Turning on a tiny $2 DC fish-tank pump is easy. Automatically managing an enormous 1-Horsepower AC centrifugal pump that draws 1500 Watts to fill a towering 500-gallon roof tank requires bulletproof fail-safes. The Water Pump Controller project introduces terrifying physical danger: If the logic loop fails, a massive commercial pump runs completely dry, violently melts its own impeller shaft, catches fire, and floods the house!

The Dual Float-Switch Hysteresis Check

You cannot use a generic analog depth sensor. You must use massive, physical Magnetic Reed Float Switches installed at the absolute Top and Bottom of the 500-gallon tank.

1. FloatTop (Pin 2): Detects if the tank is overflowing!
2. FloatBottom (Pin 3): Detects if the tank is bone dry!
3. The Catastrophic Wave Error: If you just code if (FloatTop == LOW) { turnOffPump(); }, you will fail instantly! When water reaches the top, the splashing waves will bounce the float up and down rapidly!
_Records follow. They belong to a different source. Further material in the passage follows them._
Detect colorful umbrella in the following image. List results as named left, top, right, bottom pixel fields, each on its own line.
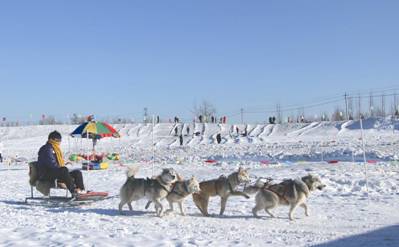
left=71, top=121, right=120, bottom=151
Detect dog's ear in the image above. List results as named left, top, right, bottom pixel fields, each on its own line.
left=307, top=173, right=316, bottom=181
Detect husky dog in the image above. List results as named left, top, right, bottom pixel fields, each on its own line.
left=252, top=174, right=326, bottom=220
left=192, top=167, right=251, bottom=216
left=145, top=176, right=201, bottom=216
left=118, top=166, right=178, bottom=217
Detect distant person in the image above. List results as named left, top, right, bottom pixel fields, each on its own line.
left=156, top=115, right=160, bottom=124
left=186, top=126, right=190, bottom=136
left=179, top=134, right=183, bottom=146
left=236, top=126, right=239, bottom=135
left=0, top=142, right=3, bottom=163
left=242, top=128, right=247, bottom=137
left=37, top=131, right=85, bottom=196
left=199, top=115, right=203, bottom=123
left=216, top=133, right=222, bottom=144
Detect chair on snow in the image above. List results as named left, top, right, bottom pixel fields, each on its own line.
left=25, top=161, right=70, bottom=203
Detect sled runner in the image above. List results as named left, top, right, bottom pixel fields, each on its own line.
left=25, top=191, right=109, bottom=207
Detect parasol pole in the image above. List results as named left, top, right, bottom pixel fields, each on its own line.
left=92, top=138, right=96, bottom=153
left=86, top=127, right=91, bottom=192
left=359, top=116, right=370, bottom=201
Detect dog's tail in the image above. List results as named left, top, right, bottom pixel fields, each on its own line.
left=126, top=165, right=140, bottom=178
left=192, top=193, right=207, bottom=216
left=176, top=173, right=184, bottom=182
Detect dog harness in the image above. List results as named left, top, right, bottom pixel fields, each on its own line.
left=264, top=181, right=292, bottom=204
left=169, top=181, right=189, bottom=198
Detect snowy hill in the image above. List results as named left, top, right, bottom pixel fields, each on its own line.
left=1, top=118, right=399, bottom=163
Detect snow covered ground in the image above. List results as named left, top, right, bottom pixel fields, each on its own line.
left=0, top=118, right=398, bottom=246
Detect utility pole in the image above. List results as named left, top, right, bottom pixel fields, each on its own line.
left=240, top=108, right=244, bottom=124
left=369, top=92, right=374, bottom=117
left=276, top=103, right=282, bottom=124
left=348, top=96, right=353, bottom=120
left=344, top=92, right=349, bottom=120
left=382, top=94, right=385, bottom=117
left=358, top=94, right=362, bottom=120
left=144, top=107, right=148, bottom=124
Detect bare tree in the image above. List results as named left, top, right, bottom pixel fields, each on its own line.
left=320, top=112, right=330, bottom=121
left=39, top=115, right=60, bottom=125
left=192, top=100, right=217, bottom=122
left=331, top=107, right=345, bottom=121
left=70, top=113, right=86, bottom=124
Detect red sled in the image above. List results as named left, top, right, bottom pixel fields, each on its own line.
left=328, top=160, right=339, bottom=164
left=74, top=191, right=109, bottom=201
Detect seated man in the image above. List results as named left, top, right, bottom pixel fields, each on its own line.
left=37, top=131, right=85, bottom=196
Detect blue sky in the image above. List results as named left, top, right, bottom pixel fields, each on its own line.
left=0, top=0, right=398, bottom=122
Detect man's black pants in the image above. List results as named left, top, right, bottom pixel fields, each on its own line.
left=41, top=167, right=85, bottom=193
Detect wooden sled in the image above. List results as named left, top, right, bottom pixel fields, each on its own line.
left=25, top=162, right=108, bottom=206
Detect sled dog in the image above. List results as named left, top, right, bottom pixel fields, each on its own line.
left=251, top=174, right=326, bottom=220
left=145, top=176, right=201, bottom=216
left=118, top=166, right=178, bottom=217
left=192, top=167, right=251, bottom=216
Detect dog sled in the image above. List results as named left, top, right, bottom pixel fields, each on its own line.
left=25, top=162, right=109, bottom=206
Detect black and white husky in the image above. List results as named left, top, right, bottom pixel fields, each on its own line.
left=118, top=166, right=178, bottom=217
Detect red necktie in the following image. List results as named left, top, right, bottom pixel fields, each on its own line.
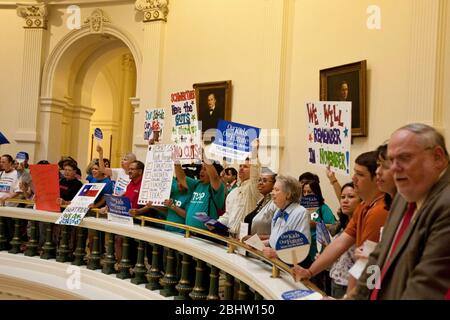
left=370, top=202, right=417, bottom=300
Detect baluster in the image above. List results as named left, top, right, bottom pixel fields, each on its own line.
left=56, top=225, right=72, bottom=262
left=206, top=265, right=220, bottom=300
left=145, top=243, right=162, bottom=290
left=223, top=273, right=234, bottom=300
left=0, top=217, right=8, bottom=251
left=189, top=259, right=208, bottom=300
left=8, top=219, right=22, bottom=254
left=175, top=253, right=193, bottom=300
left=160, top=248, right=178, bottom=296
left=24, top=220, right=38, bottom=256
left=254, top=291, right=264, bottom=300
left=116, top=237, right=132, bottom=279
left=72, top=227, right=87, bottom=266
left=102, top=232, right=116, bottom=274
left=131, top=240, right=148, bottom=284
left=41, top=223, right=56, bottom=259
left=87, top=230, right=101, bottom=269
left=238, top=281, right=253, bottom=300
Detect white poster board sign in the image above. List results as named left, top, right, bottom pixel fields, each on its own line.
left=170, top=90, right=202, bottom=163
left=144, top=108, right=165, bottom=142
left=56, top=183, right=105, bottom=226
left=138, top=144, right=174, bottom=206
left=306, top=101, right=351, bottom=176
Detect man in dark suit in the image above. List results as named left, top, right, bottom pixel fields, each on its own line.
left=350, top=123, right=450, bottom=299
left=199, top=93, right=223, bottom=133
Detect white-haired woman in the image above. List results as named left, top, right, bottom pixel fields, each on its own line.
left=262, top=175, right=311, bottom=262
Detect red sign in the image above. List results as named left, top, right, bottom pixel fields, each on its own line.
left=29, top=164, right=60, bottom=213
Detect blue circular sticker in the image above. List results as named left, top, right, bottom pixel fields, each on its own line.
left=94, top=128, right=103, bottom=141
left=275, top=230, right=309, bottom=250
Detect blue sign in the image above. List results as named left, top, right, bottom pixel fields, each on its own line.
left=105, top=195, right=131, bottom=216
left=282, top=289, right=316, bottom=300
left=214, top=120, right=260, bottom=153
left=275, top=230, right=309, bottom=250
left=300, top=194, right=320, bottom=208
left=0, top=132, right=9, bottom=145
left=94, top=128, right=103, bottom=141
left=16, top=152, right=28, bottom=163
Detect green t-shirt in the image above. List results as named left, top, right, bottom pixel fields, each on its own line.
left=166, top=178, right=192, bottom=233
left=185, top=176, right=225, bottom=230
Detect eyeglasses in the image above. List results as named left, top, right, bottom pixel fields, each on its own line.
left=258, top=178, right=274, bottom=184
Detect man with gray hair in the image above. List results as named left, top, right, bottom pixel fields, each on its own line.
left=350, top=123, right=450, bottom=299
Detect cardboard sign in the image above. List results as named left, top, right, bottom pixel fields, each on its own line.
left=209, top=120, right=260, bottom=161
left=306, top=101, right=351, bottom=176
left=0, top=132, right=9, bottom=145
left=282, top=289, right=322, bottom=300
left=144, top=108, right=165, bottom=141
left=300, top=195, right=320, bottom=209
left=16, top=152, right=28, bottom=164
left=275, top=230, right=310, bottom=265
left=105, top=194, right=133, bottom=225
left=170, top=90, right=202, bottom=163
left=138, top=144, right=174, bottom=206
left=56, top=183, right=105, bottom=225
left=29, top=164, right=60, bottom=212
left=94, top=128, right=103, bottom=141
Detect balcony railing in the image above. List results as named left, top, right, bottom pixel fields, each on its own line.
left=0, top=199, right=322, bottom=300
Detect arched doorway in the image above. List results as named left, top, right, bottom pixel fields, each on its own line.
left=38, top=24, right=141, bottom=173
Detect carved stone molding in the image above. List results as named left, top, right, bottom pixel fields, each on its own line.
left=84, top=8, right=110, bottom=33
left=135, top=0, right=169, bottom=22
left=122, top=53, right=135, bottom=70
left=16, top=3, right=48, bottom=29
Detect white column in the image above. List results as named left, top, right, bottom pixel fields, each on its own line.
left=15, top=4, right=48, bottom=161
left=36, top=98, right=65, bottom=163
left=134, top=0, right=168, bottom=150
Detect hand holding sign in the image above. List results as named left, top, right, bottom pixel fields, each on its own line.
left=94, top=128, right=103, bottom=143
left=275, top=230, right=310, bottom=265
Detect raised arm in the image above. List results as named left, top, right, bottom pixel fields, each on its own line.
left=96, top=145, right=112, bottom=177
left=174, top=164, right=187, bottom=190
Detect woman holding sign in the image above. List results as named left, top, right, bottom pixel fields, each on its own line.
left=262, top=175, right=311, bottom=265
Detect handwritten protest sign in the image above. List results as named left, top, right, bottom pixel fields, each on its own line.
left=29, top=164, right=60, bottom=212
left=138, top=144, right=174, bottom=206
left=144, top=108, right=165, bottom=142
left=209, top=120, right=260, bottom=161
left=55, top=183, right=105, bottom=225
left=170, top=90, right=202, bottom=163
left=306, top=101, right=351, bottom=176
left=105, top=195, right=133, bottom=225
left=275, top=230, right=310, bottom=265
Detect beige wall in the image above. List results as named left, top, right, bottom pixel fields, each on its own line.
left=0, top=0, right=448, bottom=212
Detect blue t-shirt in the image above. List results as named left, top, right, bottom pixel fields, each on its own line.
left=165, top=178, right=192, bottom=233
left=89, top=177, right=114, bottom=204
left=185, top=177, right=225, bottom=230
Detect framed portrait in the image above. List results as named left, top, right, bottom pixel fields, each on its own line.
left=320, top=60, right=367, bottom=137
left=193, top=80, right=232, bottom=133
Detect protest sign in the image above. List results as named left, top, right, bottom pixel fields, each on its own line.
left=16, top=152, right=28, bottom=164
left=170, top=90, right=202, bottom=163
left=306, top=101, right=351, bottom=176
left=0, top=132, right=9, bottom=145
left=55, top=183, right=105, bottom=225
left=209, top=120, right=260, bottom=161
left=144, top=108, right=165, bottom=142
left=94, top=128, right=103, bottom=142
left=105, top=194, right=133, bottom=225
left=194, top=212, right=229, bottom=236
left=275, top=230, right=310, bottom=265
left=282, top=289, right=322, bottom=300
left=29, top=164, right=60, bottom=212
left=138, top=144, right=174, bottom=206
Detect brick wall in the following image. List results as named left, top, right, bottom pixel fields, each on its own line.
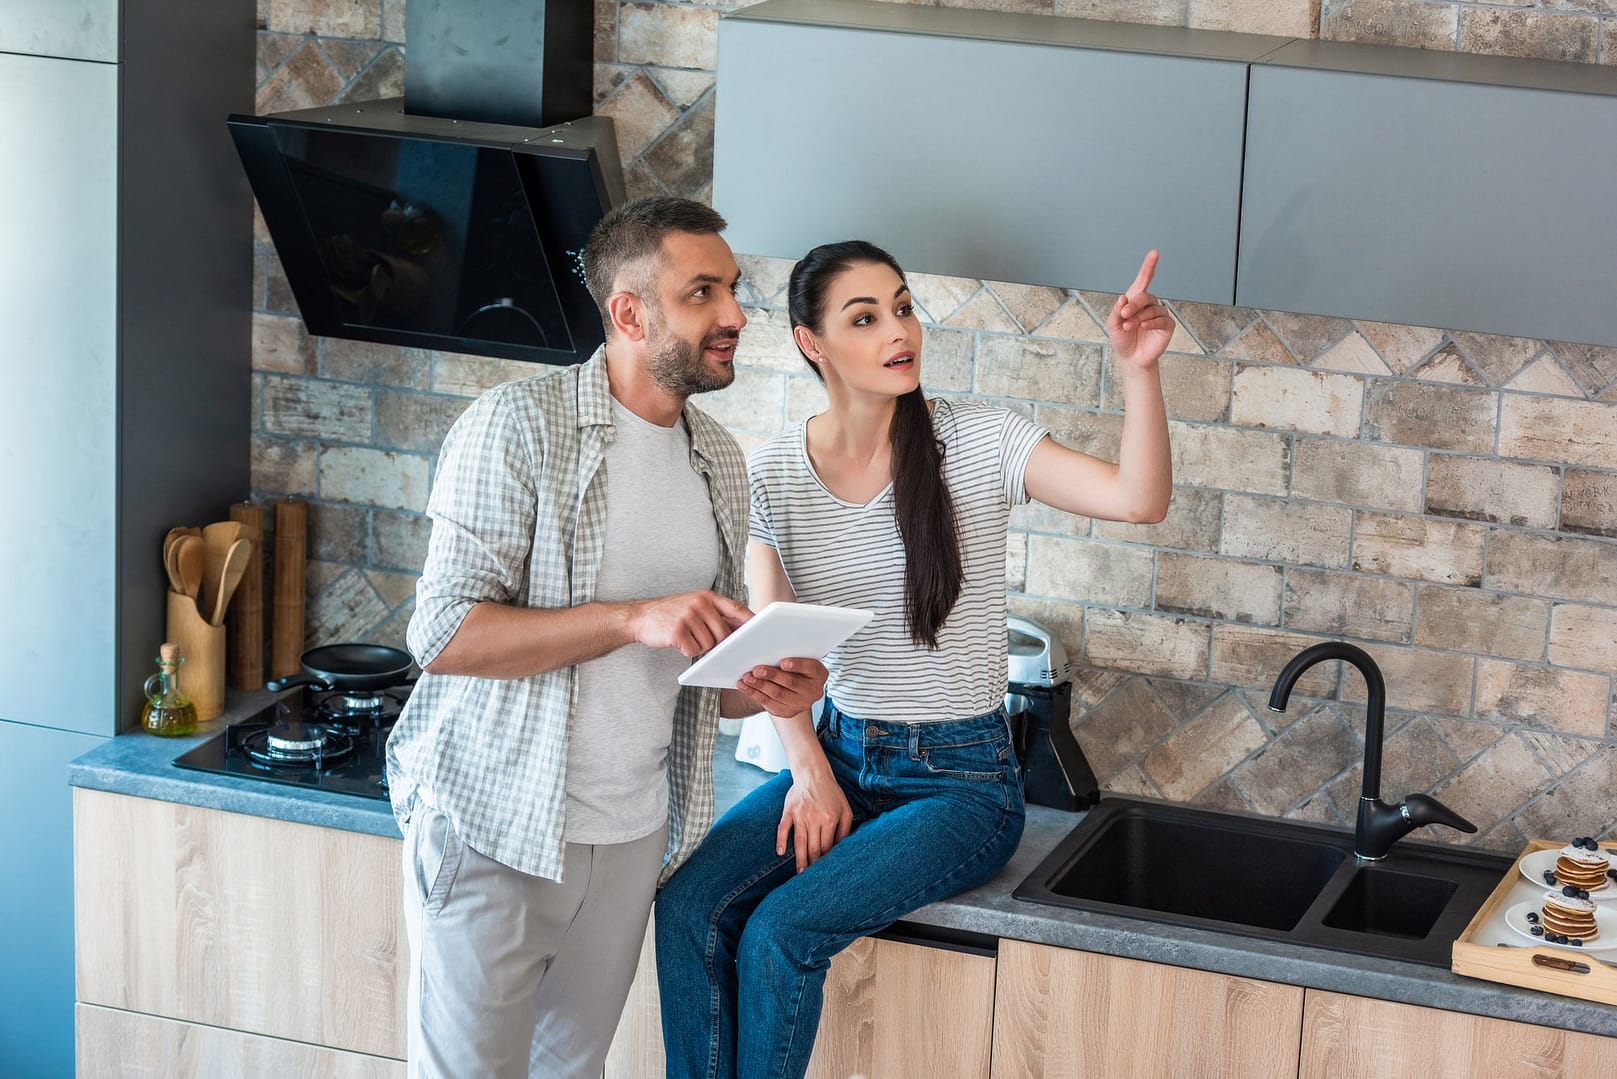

The 1-HP AC motor will violently flicker ON and OFF 10 times a second, instantly destroying the electrical contactor!
4. The Hysteresis Dead-Band Trap:

if (digitalRead(FloatBottom) == HIGH) {
  // Tank is totally empty! Turn it on!
  digitalWrite(PumpRelay, HIGH); 
  pumpIsRunning = true;
}

// Do absolutely NOTHING until the water hits the very top limit!
if (digitalRead(FloatTop) == HIGH && pumpIsRunning == true) {
  // Tank is entirely full!
  digitalWrite(PumpRelay, LOW); // Kill power!
  pumpIsRunning = false; 
}

The "Dry Run" Failsafe Timer

Even with perfect floats, what if the municipal water supply is shut off down the street?

• The Arduino initiates the PumpRelay! Water should be entering!
• The C++ code starts a massive unsigned long safetyTimer = millis();.
• If 20 minutes go by, and FloatTop is STILL not triggered, the Uno realizes there is NO WATER in the pipes!
• It violently overrides the entire system, killing the Heavy Relay, blasting a Piezo Siren, and locking out the interface until human intervention!

High Voltage AC Pumping Setup

• Arduino Uno/Nano (Standard execution speeds).
• Two Physical Magnetic/Mechanical Float Switches.
• Heavy Duty 30A AC Contactor Relay or Solid State Relay (SSR) (A tiny blue 10A Arduino relay will literally melt and fuse shut on a 1-HP AC pump motor surge!).
• Standard 16x2 LCD for telemetry and system lockout feedback.
• (DANGER: Lethal Mains Voltage! Never run the 110V/220V lines anywhere near the water tank float switches. The float switches must be grounded exclusively through the safe 5V Arduino logic pins!).